Prove or disprove: If the series $\sum_{n=1}^{\infty} a_n$ and $\sum_{n=1}^{\infty} b_n$ both diverge then $\sum_{n=1}^{\infty} (a_n + b_n)$ diverges.

If $\sum_{n=1}^{\infty} a_n$ and $\sum_{n=1}^{\infty} b_n$ both diverge, then their sequences of partial sums, say $\{ s_n \}$ and $\{ s'_n \}$ both diverge. Thus, we need to determine whether the sequence of partial sums $\{ s_n + s'_n \}$ must also diverge.

Consider the series whose partial sums form the sequences $\{ s_n \} = \{ (-1)^n \} = \{ -1, 1, -1, 1, ... \}$ and $\{ s_n' \} = \{ (-1)^{n+1} \} = \{ 1, -1, 1, -1, ... \}$, both of which diverge. However, notice that the sequence $\{ s_n + s'_n \} = \{ 0, 0, ... \}$ converges

Therefore the statement is false in general.

## Example 2

Prove or disprove: If $a_n = 0$ for every $n \in \mathbb{N}$ then $\sum_{n=1}^{\infty} a_n$ converges.

This statement is true. If $a_n = 0$ for every $n \in \mathbb{N}$ then the sequence of terms for this series is $\{ a_n \} = \{ 0, 0, ... \}$, and so the sequence of partial sums is $\{ s_n \} = \{ 0 \}$ and $\lim_{n \to \infty} s_n = \lim_{n \to \infty} 0 = 0$.

## Example 3

Prove or disprove: If $a_n ≥ c > 0$ for every $n \in \mathbb{N}$ then $\sum_{n=1}^{\infty} a_n$ diverges to infinity.

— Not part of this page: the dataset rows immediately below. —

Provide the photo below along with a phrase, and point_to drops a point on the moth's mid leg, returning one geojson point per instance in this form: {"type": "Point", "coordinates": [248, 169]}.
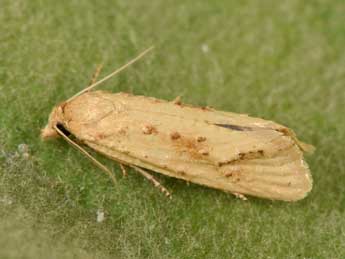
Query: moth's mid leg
{"type": "Point", "coordinates": [96, 74]}
{"type": "Point", "coordinates": [152, 180]}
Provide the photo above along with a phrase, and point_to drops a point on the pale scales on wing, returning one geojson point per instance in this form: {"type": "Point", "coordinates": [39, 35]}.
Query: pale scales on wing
{"type": "Point", "coordinates": [261, 160]}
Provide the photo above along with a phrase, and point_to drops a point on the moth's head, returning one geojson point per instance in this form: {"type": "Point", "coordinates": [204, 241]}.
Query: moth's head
{"type": "Point", "coordinates": [55, 119]}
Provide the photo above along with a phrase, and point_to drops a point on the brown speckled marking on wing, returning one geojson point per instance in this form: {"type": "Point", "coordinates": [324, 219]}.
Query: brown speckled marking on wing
{"type": "Point", "coordinates": [265, 161]}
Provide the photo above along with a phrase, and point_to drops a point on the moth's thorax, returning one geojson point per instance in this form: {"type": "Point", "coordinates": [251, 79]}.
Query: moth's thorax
{"type": "Point", "coordinates": [56, 117]}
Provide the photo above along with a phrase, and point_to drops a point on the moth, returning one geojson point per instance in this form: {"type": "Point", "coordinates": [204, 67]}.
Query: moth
{"type": "Point", "coordinates": [232, 152]}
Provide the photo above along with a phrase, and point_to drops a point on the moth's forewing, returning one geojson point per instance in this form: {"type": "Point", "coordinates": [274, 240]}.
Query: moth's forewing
{"type": "Point", "coordinates": [227, 151]}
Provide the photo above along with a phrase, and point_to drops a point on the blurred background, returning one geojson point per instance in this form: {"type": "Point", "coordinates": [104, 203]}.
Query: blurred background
{"type": "Point", "coordinates": [280, 60]}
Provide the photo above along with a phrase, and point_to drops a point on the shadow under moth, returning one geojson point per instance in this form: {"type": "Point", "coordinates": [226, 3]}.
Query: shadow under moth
{"type": "Point", "coordinates": [232, 152]}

Suppose that $a_n ≥ c > 0$ for every $n \in \mathbb{N}$, and consider the sequence of partial sums $\{ s_n \}$. Notice that $s_1 = a_1 ≥ c > 0$, $s_2 = a_1 + a_2 ≥ 2c > 0$, …, $s_n = a_1 + a_2 + ... + a_n ≥ nc > 0$.

Now we have that $\lim_{n \to \infty} nc = \infty$, and since $nc ≤ s_n$ for all $n \in \mathbb{N}$ then $\lim_{n \to \infty} s_n = \infty$ by a comparison theorem for sequences.

## Example 4

Prove or disprove: If $\sum_{n=1}^{\infty} a_n$ converges then $\sum_{n=1}^{\infty} \frac{1}{a_n}$ must diverge to infinity.

Consider the series $\sum_{n=1}^{\infty} \left ( -\frac{1}{2} \right )^n$ (note that here, $a_n = \left ( - \frac{1}{2} \right )^n$. This series converges as a geometric series whose common ratio $r = \frac{1}{2}$ is such that $\mid r \mid < 1$. Now note that:

(1)
\begin{align} \quad \sum_{n=1}^{\infty} \frac{1}{a_n} = \sum_{n=1}^{\infty} (-2)^n \end{align}

This series does indeed diverge, however, it does not diverge to infinity.